Uma equipa de reportagem do semanário “O Democrata” saiu às ruas da cidade de Bissau para constatar a real situação do funcionamento de clínicas, mas igualmente de consultórios médicos privados, que na sua maioria, funcionam como clínicas. A nossa reportagem constatou que tanto as clínicas privadas como os consultórios médicos são um perigo ignorado pelo ministério da saúde, dado que funcionam sem nenhum controlo da inspecção-geral da saúde.
 
A nossa reportagem teve acesso a uma lista fornecida pelo ministério de saúde, onde constam 35 clínicas legalmente reconhecidas a funcionar na cidade de Bissau. A equipa de reportagem do semanário “O Democrata” conseguiu descobrir quatro clínicas dentro da capital e nos arredores que não constam da lista fornecida pelo ministério da saúde.
 
A maioria das clínicas visitadas não está sinalizada ou identificada por uma placa, funcionam sem corrente eléctrica e no período da noite recorre-se à luz da vela.
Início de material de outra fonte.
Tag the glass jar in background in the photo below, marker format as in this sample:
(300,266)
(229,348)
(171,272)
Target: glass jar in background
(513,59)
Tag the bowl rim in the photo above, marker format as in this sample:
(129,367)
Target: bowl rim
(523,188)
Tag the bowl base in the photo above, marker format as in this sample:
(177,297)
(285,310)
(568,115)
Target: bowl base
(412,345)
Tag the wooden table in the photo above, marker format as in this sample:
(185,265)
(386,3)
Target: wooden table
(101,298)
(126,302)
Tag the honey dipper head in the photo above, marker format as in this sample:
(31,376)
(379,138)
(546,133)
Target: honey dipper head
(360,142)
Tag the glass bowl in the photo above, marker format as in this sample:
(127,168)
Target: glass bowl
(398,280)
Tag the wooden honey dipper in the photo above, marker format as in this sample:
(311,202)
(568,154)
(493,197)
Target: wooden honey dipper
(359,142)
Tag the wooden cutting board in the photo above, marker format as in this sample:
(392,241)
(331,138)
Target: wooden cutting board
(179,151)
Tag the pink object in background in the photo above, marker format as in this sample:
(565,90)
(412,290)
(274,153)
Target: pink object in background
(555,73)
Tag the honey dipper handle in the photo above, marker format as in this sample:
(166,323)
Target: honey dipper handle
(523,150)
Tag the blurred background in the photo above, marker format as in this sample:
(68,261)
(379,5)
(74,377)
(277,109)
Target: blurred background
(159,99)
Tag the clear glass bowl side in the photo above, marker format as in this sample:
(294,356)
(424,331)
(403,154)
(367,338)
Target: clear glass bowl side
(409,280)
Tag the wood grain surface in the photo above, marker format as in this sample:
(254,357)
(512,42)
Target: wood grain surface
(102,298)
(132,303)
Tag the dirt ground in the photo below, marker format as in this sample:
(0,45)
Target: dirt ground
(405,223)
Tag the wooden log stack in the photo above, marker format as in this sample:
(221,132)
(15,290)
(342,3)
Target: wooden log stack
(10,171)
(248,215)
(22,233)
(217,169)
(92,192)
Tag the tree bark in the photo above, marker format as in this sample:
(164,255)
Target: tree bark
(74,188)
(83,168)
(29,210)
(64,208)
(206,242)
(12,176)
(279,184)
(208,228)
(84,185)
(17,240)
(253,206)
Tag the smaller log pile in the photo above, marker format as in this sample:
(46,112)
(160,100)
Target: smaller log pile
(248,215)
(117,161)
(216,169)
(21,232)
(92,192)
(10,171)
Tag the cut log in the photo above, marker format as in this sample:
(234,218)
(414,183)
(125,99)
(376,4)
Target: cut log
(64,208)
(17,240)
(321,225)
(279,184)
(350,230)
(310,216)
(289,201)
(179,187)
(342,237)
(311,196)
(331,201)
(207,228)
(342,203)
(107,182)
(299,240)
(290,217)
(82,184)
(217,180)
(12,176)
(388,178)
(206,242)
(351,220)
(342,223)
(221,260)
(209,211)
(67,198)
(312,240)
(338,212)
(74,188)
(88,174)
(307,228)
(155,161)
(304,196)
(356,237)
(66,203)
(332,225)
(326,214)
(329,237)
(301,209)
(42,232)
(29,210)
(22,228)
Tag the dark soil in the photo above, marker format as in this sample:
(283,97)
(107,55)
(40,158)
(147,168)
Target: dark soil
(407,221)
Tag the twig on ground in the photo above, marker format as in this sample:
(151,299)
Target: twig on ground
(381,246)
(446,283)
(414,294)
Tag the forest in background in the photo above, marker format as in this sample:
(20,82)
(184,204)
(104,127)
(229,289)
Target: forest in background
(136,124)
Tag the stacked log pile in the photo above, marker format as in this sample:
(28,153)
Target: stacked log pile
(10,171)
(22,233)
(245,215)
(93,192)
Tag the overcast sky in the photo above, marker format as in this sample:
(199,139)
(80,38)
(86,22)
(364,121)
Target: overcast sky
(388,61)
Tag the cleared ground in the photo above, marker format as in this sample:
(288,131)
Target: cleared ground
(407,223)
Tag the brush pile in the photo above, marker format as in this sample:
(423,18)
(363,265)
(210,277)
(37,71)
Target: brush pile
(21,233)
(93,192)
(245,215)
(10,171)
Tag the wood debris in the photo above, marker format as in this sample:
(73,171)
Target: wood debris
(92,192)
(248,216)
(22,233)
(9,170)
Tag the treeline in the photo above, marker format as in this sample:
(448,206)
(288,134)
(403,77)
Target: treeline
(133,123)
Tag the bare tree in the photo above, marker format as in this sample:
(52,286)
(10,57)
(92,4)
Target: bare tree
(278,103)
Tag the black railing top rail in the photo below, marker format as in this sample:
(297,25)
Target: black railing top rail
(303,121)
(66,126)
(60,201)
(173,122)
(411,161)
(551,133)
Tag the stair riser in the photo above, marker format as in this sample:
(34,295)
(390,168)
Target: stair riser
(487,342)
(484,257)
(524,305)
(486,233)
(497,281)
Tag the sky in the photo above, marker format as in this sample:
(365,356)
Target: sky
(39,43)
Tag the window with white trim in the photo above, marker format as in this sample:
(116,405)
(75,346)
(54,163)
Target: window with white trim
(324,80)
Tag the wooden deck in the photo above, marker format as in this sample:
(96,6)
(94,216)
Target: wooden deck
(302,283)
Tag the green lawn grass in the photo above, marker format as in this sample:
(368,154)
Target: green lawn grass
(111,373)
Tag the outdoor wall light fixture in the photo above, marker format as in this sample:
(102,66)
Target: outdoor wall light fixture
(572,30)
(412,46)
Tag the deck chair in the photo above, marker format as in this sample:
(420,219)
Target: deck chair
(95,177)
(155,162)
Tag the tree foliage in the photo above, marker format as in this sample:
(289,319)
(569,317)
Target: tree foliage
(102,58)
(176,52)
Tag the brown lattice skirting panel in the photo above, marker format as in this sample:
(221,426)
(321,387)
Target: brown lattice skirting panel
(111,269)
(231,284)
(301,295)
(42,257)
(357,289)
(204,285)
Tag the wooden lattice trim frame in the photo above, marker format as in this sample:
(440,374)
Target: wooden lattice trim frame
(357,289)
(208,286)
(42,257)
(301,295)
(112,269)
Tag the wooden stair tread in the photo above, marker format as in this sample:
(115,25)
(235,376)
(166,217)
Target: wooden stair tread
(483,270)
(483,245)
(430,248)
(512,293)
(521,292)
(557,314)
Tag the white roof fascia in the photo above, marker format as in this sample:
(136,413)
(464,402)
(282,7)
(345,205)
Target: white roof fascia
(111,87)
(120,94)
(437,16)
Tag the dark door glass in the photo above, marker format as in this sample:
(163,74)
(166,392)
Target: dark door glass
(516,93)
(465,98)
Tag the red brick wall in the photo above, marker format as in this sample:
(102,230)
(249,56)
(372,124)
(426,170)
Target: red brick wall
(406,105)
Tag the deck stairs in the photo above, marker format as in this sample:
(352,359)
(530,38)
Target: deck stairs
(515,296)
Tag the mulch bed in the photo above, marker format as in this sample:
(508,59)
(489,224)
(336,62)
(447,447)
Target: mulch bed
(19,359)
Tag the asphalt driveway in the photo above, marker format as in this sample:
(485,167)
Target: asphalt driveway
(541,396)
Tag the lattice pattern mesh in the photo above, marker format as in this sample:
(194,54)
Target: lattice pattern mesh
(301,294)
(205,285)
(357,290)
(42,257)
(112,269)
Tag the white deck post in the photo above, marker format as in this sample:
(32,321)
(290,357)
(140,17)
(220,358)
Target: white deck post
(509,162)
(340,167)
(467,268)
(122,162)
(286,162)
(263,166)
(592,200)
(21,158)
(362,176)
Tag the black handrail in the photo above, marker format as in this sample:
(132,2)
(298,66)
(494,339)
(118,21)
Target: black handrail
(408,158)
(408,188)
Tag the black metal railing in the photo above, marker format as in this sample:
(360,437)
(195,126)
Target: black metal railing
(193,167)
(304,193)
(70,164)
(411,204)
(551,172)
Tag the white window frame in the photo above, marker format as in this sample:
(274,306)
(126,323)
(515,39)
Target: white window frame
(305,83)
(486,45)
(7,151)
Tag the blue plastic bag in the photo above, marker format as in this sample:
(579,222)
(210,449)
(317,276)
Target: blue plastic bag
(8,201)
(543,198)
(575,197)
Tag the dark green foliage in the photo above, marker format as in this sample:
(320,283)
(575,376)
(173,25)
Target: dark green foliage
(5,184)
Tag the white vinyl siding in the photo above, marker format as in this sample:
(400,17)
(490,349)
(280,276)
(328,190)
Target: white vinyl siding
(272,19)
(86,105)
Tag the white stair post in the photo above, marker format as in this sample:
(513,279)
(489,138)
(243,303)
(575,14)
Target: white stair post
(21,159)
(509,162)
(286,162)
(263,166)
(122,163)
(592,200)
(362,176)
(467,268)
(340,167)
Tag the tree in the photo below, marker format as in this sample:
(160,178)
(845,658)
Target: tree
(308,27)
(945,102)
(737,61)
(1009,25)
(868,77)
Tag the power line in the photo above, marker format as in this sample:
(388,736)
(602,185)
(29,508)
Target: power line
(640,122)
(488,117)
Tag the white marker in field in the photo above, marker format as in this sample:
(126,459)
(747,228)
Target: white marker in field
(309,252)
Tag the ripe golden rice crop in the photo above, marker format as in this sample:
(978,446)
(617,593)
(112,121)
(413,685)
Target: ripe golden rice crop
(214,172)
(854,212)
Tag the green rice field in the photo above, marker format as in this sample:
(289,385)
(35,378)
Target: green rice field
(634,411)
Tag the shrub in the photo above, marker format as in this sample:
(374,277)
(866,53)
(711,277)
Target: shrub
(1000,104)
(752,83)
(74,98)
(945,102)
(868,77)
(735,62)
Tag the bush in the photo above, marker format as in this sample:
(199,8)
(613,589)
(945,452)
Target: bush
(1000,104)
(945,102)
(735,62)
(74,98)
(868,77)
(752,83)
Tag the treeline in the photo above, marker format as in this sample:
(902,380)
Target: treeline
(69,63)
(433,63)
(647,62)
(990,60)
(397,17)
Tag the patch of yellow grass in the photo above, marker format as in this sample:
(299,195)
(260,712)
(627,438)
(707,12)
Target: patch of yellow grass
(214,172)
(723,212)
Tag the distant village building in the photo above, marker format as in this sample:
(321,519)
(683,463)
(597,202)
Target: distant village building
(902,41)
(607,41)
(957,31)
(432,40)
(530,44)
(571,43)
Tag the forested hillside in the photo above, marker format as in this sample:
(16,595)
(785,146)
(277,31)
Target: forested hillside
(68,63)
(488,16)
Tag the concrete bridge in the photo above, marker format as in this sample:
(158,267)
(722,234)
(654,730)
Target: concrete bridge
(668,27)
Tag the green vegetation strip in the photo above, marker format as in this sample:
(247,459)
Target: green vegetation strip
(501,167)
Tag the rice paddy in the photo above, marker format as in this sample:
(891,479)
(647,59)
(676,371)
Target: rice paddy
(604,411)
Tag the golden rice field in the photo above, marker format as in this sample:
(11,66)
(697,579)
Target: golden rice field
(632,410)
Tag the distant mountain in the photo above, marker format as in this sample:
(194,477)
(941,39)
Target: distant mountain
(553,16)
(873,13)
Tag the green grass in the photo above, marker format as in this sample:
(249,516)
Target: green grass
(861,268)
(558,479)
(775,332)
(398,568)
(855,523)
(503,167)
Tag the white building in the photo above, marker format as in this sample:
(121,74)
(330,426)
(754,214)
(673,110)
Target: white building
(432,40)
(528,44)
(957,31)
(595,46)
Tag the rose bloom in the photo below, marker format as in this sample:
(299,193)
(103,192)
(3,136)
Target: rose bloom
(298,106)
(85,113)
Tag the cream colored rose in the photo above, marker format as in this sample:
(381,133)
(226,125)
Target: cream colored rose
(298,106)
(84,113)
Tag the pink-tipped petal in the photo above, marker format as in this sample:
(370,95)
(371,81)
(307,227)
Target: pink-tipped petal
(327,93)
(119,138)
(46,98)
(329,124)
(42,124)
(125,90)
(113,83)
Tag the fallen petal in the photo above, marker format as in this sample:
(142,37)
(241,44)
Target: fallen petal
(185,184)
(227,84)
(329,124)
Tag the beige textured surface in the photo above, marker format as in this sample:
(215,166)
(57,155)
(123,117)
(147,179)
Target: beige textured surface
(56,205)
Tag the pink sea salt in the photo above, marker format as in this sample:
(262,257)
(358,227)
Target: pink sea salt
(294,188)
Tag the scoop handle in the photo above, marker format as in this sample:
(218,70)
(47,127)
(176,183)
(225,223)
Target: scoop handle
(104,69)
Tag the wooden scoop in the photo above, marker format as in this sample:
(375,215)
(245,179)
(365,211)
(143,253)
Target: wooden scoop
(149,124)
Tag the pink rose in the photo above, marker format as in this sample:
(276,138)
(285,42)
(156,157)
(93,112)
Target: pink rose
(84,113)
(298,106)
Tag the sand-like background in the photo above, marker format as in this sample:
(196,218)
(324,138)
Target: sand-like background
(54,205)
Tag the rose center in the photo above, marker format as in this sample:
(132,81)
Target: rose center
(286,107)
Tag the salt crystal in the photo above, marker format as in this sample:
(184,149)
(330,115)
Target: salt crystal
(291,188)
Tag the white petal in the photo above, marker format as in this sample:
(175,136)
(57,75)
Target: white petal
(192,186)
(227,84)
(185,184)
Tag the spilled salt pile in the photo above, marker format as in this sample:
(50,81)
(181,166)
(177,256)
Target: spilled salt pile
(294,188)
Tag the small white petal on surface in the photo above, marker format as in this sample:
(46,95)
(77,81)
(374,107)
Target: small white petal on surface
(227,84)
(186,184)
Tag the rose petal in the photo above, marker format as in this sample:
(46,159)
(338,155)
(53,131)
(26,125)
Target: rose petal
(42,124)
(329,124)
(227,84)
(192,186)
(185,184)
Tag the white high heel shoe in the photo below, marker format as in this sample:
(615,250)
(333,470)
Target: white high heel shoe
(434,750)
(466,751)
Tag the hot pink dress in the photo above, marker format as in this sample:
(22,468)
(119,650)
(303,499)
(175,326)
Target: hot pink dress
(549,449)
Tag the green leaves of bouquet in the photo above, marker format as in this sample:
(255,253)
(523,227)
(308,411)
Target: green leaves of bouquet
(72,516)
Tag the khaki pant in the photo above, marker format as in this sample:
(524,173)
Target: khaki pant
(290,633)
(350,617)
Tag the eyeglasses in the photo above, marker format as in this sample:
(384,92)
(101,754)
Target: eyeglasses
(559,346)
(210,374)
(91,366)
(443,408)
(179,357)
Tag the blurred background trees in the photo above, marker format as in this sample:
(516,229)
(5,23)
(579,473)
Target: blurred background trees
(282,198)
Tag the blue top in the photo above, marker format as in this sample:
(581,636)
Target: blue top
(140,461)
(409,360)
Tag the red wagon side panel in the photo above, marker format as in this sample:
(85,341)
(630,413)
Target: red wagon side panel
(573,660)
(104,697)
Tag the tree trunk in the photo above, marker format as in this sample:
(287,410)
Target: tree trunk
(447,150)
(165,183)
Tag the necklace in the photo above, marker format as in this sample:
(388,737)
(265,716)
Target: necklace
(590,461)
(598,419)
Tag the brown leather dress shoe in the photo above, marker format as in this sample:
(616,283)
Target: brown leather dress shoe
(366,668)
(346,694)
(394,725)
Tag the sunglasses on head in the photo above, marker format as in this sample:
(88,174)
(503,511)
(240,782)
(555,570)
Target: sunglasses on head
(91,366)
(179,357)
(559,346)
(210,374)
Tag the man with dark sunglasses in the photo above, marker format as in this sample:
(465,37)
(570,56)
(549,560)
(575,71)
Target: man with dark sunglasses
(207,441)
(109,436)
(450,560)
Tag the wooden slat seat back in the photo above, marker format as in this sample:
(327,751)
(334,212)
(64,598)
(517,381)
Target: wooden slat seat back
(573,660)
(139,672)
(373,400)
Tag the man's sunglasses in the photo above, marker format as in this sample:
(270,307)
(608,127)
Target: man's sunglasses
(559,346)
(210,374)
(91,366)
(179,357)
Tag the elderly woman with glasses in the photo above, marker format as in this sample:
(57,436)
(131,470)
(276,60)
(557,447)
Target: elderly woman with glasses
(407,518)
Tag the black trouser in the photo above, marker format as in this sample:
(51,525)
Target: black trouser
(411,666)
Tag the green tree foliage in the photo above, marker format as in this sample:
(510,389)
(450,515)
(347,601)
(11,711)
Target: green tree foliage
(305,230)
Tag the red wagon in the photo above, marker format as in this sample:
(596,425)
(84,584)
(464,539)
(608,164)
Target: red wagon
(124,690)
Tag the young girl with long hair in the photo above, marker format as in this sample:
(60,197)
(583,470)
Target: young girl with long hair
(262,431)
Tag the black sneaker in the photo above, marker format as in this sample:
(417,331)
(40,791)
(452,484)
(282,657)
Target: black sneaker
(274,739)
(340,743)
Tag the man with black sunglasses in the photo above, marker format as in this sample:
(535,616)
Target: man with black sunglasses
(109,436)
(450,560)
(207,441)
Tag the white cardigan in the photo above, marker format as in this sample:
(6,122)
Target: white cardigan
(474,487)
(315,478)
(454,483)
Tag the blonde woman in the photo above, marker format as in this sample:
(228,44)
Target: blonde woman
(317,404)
A nossa reportagem apurou que as clínicas pertencem a médicos conhecidos no país, que no entanto, não dispõem de muito tempo para estar nas suas clínicas. Apesar desta situação, faz-se o internamento dos pacientes para o tratamento, ou seja, fazem-se intervenções cirúrgicas nas clínicas privadas da capital.
 
A maioria dos pacientes tratados nas clínicas, de acordo com as informações recolhidas, passam primeiramente nos hospitais públicos e a partir dali é que são orientados pelos próprios médicos para as suas clínicas, com o argumento de que ali terão melhor tratamento. Os doentes em busca de tratamento confiam na indicação dos médicos; passam nas clínicas onde têm de pagar uma quantia muito mais elevada em relação ao hospital público.
 
CLÍNICA AMERICANA VENDE MEDICAMENTO TRADICIONAL IMPORTADO DOS E.U.A
 
A repórter do “O Democrata” fez-se passar por doente e deslocou-se à “Clínica Americana” para uma consulta médica. A clínica Americana, situada na “subida de cabana” no bairro de Mindara, funciona em dois quartos alugados, numa casa familiar.
 
A marcação da consulta faz-se na varanda. No primeiro quarto, vê-se uma pequena cama e uma mesa de médico, onde se observam os pacientes, sobretudo as mulheres para efeito da corretagem (aborto).
 
A Clínica Americana foi a única onde a nossa reportagem constatou a utilização de medicamento tradicional e clássico, importados dos Estados Unidos de América. O valor inicial da consulta são mil Francos CFA.
 
Após a consulta, o médico passa a receita. Todavia, em algumas farmácias por onde a nossa reportagem passou os medicamentos prescritos não eram conhecidos, podendo ser adquiridos unicamente na Clínica Americana que vende todo o tipo de medicamentos tradicionais para tratamento dos pacientes.
 
Como resultado da consulta feita pela nossa repórter naquela clínica foi-lhe diagnosticado paludismo, pelo que foi aconselhada a comprar uma garrafa de litro e meio, contendo medicamento tradicional importado dos Estados Unidos de América, ao preço de quatro mil Francos CFA. Se o paciente comprar o medicamento no próprio dia, tem um desconto de 500 Francos CFA, se passar 24 horas depois, já não pode beneficiar do desconto.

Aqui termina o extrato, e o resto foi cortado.